Me fuí. Agaché bien las orejas, me busqué una alternativa y me fuí. Me fuí cargada de dudas acerca de mis capacidades como vendedora, porque eso sí, como si el problema fuera de método, mis managers me proponían soluciones de método. Es decir, a mi problema de no cerrar visitas me decían «llama a más prospectos«. A mi problema de no generar más pipeline me decían «llama a más prospectos y que te acompañe tu jefe a la reunión. Pásanos un acta y después te decimos en lo que fallas». A mi problema de no cerrar las negociaciones en mi favor me decían : «llama a más prospectos y que te acompañe tu jefe a cerrar». Aparentemente todos mis problemas se habrían resuelto si hubiera llamado a más y más gente. Así que incapáz de seguir aguantando tantos métodos mecánicos (y tantos reproches) me marché. Y qué alivio sentí cuando cerre la puerta detrás de mi.

De repente me vi de nuevo en otra gran empresa. Esta vez, señoras y caballeros, muerta de miedo. Había conseguido dejar atrás una fase que, aunque nefasta para mi ‘score‘ personal, también es la época que más conocimiento academico adquirí. Conocimiento acerca de las ventas. De eso no hay duda ni dinero que lo pague.

En esta nueva y joven empresa volvió la persona que yo era. Más desconfiada, puede ser, pero de nuevo vendía. ¿me había curado? ¡Milagro! ¡Pero si no ha cambiado nada! Y sí que había cambiado. Esta nueva empresa de verdad competía en su mercado ofreciendo lo mejor de lo que sabía hacer. Éramos los más caros si, pero los mejores sin duda. Y el precio ya no era un obstáculo, ganaba con frecuencia a mis más feroces competidores (especialistas en grandes descuentos). También perdía, como dice la ley de las ventas, claro que sí. Pero no era más que parte del equilibrio normal.
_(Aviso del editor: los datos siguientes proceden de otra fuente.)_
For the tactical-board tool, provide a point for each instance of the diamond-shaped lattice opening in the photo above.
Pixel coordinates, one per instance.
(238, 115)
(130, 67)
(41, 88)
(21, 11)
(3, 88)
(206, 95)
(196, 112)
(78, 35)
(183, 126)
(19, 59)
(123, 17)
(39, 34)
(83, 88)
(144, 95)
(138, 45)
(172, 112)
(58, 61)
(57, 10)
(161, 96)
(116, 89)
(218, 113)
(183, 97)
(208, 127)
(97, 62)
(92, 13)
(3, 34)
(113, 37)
Lo que pasó en ambos casos tiene que ver con mis creencias. Que creía en lo que vendía, entonces vendía. Que no creía en lo que vendía, entonces no vendía. Muy sencillo. ¿Verdad? En ambas situaciones, todo el resto de adornos y técnicas que nos acompañaban se transformaban, es decir, que cuando estuve en buena racha, todas las metodologías servían y eran infalibles, y cuando no estuve en buena racha eran una auténtica pesadilla porque me daban con ellas en la cara. El problema era de base, simple y llano: si no crees en lo que vendes no hay nada que lo solucione. Es como cuando no confías en tu pareja, por muchas flores que te traiga, por muchos poemas que te escriba, no se va a sostener en el tiempo. Punto.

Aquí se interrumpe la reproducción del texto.